Andai in bagno a fare pipì. Mentre ero sul water, guardai verso la cesta dei panni: eccole lì, le mie mutandine. La sera prima non c’erano, adesso sì. Finii, mi lavai le mani, presi l’intimo e lo ispezionai: era proprio quello della sera prima. Le macchie e le croste del mio umore erano ancora visibili.
Come avevano fatto a sparire e riapparire? L’unica spiegazione era una sola, ma non potevo crederci: Simone era l’unico che poteva averle prese.
Uscii dal bagno, rimisi le mutandine al loro posto e mi sedetti davanti a lui. Mangiavo con mille pensieri in testa: Cosa ci avrà fatto? È possibile che si sia toccato con quelle? Le ha annusate? Lo eccitano le mie mutandine? Tutte queste domande mi frullavano nella mente, ma per non metterlo in imbarazzo non dissi niente.
Finimmo di mangiare. Lui si offrì di sistemare.
«Oggi farò il bucato. Hai qualcosa da lavare?»
«Ho dei vestiti, mutande e roba della palestra.»

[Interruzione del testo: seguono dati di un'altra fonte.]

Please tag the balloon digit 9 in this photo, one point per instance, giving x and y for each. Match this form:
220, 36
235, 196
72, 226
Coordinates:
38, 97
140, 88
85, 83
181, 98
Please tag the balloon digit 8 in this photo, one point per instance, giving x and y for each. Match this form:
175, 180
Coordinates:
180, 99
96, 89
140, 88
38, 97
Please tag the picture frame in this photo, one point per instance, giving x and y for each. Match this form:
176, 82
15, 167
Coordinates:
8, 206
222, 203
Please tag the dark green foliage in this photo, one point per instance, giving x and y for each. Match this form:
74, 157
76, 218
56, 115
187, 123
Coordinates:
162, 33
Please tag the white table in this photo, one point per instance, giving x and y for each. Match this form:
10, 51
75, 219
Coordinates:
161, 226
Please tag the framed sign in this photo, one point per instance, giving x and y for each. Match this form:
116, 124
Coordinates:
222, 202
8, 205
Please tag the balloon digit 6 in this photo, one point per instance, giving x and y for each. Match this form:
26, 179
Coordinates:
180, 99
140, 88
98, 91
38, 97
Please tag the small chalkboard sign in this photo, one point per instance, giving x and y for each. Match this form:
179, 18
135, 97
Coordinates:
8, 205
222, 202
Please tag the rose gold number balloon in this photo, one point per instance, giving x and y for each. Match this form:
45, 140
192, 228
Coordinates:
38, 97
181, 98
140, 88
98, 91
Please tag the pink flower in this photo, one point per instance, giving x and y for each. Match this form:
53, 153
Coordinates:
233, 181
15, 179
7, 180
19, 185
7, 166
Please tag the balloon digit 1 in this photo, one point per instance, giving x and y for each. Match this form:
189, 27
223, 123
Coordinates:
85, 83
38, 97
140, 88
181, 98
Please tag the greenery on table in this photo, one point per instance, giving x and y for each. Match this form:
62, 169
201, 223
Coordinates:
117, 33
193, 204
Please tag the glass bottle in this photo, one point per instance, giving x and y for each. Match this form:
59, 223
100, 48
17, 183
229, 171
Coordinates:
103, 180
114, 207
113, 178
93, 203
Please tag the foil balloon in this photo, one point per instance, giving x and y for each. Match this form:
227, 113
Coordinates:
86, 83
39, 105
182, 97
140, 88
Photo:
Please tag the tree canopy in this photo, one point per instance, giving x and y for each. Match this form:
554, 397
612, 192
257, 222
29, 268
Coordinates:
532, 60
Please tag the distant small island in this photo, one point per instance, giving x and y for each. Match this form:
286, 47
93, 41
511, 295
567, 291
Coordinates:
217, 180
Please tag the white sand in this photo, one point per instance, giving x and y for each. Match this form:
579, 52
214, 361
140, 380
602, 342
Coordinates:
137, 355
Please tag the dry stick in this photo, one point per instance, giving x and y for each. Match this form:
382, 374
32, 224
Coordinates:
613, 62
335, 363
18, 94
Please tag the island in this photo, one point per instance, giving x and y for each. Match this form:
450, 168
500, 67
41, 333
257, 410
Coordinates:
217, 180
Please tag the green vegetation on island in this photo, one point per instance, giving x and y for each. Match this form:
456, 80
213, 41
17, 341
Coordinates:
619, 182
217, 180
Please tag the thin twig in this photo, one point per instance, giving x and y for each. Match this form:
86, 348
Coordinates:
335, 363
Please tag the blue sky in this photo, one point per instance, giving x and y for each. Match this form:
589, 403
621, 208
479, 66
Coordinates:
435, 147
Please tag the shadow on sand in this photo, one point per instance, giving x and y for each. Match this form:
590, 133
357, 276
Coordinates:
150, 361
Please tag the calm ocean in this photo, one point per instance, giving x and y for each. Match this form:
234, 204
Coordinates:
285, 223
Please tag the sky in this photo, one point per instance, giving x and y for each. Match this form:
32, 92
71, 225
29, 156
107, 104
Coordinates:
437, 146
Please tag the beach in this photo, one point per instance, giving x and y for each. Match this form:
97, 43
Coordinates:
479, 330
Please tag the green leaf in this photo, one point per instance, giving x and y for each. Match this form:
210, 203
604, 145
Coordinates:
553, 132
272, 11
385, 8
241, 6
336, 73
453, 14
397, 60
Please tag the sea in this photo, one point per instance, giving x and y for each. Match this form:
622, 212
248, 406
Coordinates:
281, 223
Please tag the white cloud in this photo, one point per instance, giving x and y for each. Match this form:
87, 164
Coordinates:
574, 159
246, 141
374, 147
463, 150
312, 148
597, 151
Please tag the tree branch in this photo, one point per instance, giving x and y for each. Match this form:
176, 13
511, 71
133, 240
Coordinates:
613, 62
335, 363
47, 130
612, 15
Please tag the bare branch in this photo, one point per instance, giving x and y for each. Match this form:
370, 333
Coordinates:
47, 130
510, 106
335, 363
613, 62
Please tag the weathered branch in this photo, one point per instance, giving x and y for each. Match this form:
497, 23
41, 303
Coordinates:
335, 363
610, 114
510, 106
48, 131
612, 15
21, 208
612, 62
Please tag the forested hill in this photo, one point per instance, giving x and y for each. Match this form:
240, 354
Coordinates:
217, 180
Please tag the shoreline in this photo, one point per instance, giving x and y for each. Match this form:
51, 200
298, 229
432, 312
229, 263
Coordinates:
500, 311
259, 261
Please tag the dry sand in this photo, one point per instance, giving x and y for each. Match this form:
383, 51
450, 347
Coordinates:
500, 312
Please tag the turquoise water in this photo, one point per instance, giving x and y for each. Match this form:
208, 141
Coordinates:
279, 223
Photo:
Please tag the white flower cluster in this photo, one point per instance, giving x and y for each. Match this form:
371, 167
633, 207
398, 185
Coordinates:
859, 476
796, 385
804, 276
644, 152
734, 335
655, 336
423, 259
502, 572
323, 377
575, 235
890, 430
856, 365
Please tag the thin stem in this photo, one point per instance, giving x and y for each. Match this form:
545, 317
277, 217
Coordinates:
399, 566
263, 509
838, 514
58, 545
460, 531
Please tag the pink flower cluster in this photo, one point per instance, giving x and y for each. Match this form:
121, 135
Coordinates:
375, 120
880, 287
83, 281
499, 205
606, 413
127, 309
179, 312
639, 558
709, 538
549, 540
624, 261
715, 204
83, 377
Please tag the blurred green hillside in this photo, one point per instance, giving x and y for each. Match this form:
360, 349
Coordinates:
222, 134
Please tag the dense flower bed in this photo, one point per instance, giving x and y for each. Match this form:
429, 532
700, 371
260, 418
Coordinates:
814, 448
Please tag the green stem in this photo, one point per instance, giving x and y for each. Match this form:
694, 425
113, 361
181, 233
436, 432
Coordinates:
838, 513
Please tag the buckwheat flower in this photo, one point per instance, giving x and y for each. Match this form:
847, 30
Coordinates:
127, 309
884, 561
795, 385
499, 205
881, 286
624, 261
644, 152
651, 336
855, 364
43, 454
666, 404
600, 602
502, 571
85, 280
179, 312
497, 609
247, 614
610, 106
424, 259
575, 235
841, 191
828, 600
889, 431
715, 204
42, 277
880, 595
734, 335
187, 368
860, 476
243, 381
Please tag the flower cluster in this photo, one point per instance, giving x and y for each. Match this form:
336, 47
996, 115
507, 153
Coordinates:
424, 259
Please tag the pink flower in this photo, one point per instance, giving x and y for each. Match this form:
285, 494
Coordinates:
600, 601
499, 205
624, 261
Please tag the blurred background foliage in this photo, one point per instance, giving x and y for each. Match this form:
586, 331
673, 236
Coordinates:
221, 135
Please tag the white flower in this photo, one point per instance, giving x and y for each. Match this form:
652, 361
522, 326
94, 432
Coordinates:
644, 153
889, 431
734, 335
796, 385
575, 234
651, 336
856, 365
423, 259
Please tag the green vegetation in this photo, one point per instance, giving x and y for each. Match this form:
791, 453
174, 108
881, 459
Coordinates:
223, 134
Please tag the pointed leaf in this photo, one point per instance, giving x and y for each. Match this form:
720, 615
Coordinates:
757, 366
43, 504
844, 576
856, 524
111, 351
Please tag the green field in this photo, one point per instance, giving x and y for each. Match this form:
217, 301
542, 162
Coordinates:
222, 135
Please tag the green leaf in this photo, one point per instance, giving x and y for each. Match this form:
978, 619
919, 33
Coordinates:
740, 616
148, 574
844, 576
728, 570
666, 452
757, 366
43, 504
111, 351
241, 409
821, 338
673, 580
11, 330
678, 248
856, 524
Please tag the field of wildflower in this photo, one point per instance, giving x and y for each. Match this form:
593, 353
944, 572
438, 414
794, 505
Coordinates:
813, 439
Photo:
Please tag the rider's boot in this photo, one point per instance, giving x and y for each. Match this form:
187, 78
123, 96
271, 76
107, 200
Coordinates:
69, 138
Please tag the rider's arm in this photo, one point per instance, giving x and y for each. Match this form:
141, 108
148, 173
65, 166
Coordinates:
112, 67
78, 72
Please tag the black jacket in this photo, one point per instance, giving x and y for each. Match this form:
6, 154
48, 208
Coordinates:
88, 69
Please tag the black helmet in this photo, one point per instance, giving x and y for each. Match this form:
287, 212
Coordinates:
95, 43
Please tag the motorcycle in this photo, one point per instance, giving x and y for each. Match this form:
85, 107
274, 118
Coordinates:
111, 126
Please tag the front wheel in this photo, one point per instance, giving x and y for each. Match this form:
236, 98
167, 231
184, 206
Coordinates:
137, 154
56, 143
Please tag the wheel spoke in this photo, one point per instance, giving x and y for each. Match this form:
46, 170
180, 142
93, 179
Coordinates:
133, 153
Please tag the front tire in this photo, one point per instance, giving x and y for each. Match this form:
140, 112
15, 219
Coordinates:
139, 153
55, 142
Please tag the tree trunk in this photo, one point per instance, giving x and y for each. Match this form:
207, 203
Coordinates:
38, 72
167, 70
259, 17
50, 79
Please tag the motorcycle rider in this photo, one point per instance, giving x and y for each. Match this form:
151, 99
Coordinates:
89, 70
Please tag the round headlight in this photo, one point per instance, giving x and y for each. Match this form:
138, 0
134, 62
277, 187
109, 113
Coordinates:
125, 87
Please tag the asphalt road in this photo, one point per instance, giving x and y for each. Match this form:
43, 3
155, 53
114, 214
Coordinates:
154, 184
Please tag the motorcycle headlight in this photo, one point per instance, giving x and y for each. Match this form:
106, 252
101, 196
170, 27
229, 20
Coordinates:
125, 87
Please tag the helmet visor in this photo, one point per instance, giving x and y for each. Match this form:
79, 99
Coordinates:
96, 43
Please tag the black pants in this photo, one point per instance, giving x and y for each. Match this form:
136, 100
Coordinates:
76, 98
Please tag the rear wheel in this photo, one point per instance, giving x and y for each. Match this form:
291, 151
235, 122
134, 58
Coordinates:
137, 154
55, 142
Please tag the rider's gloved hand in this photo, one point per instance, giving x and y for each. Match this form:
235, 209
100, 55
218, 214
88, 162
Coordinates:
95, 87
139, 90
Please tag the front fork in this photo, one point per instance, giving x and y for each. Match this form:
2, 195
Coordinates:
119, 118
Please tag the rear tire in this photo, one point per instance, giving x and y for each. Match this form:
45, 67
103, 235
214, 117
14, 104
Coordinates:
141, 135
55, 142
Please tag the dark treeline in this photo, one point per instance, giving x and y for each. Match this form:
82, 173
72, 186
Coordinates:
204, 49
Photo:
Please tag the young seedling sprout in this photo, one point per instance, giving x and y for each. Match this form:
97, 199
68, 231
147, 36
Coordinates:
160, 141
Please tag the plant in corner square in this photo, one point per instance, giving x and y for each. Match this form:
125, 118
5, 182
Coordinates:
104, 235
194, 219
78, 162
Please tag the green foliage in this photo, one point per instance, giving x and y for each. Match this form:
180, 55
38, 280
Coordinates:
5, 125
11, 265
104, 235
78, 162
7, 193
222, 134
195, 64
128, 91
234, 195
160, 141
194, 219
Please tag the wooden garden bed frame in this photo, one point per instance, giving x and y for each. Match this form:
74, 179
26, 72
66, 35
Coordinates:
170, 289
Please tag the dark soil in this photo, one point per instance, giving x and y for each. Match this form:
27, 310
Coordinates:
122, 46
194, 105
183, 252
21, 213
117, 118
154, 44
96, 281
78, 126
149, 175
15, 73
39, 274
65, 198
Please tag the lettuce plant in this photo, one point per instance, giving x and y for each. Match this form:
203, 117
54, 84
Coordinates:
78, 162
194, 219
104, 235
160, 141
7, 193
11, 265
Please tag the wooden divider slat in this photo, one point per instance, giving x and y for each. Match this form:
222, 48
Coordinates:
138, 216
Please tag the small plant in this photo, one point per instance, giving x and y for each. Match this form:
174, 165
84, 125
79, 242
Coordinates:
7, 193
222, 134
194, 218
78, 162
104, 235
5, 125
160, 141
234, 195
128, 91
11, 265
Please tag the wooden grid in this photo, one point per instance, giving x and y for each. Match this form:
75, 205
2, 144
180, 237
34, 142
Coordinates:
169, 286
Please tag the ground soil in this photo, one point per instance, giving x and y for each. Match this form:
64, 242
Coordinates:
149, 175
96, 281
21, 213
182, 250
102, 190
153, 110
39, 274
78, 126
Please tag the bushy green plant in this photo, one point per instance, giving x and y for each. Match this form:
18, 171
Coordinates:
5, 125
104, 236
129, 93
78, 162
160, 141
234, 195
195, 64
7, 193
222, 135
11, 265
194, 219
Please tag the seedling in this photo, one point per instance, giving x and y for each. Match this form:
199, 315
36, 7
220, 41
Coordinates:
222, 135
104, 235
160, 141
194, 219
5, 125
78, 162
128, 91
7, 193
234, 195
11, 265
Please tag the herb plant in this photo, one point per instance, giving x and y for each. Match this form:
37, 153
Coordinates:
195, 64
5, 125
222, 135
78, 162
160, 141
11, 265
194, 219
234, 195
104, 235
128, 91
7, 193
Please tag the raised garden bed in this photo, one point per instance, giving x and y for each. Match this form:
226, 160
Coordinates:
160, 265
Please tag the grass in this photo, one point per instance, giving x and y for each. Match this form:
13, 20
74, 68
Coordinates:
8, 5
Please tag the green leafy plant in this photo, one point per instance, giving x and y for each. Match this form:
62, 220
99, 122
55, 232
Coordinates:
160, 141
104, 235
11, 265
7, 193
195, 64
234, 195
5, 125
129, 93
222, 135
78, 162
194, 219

«Lasciali a terra in bagno, ci penso io.»
«Grazie.»
In bagno divisi i panni per due lavatrici. Lui lasciò i suoi vestiti proprio mentre io afferrai di nuovo quel paio di mutandine. Arrossii subito, abbassai la testa. Lui se ne andò. Era ovvio che le avesse prese lui. Lavai tutto, misi le mie mutandine in ammollo in acqua fredda. Feci lo stesso con qualche paio dei suoi boxer: c’erano segni evidenti di pre-eiaculato.
Vederli mi fece ridere: di sicuro lui aveva in mano il mio intimo ieri sera, e adesso io avevo il suo. Senza accorgermene, lo portai al viso per sentirne l’odore. Quell’odore da maschio mi eccitò tantissimo. E la cosa non sarebbe finita lì.


Ringrazio tutti i lettori che continuano a scriverci, facendoci complimenti e critiche costruttive sui nostri racconti.
Scusate se rispondo lentamente alle e-mail, ma solo oggi ne sono arrivate tantissime : tra saluti, racconti delle vostre esperienze e richieste di pubblicarle qui.
Vi ringrazio davvero tanto per chi voglia scrivermi: lascio qui la mia e-mail.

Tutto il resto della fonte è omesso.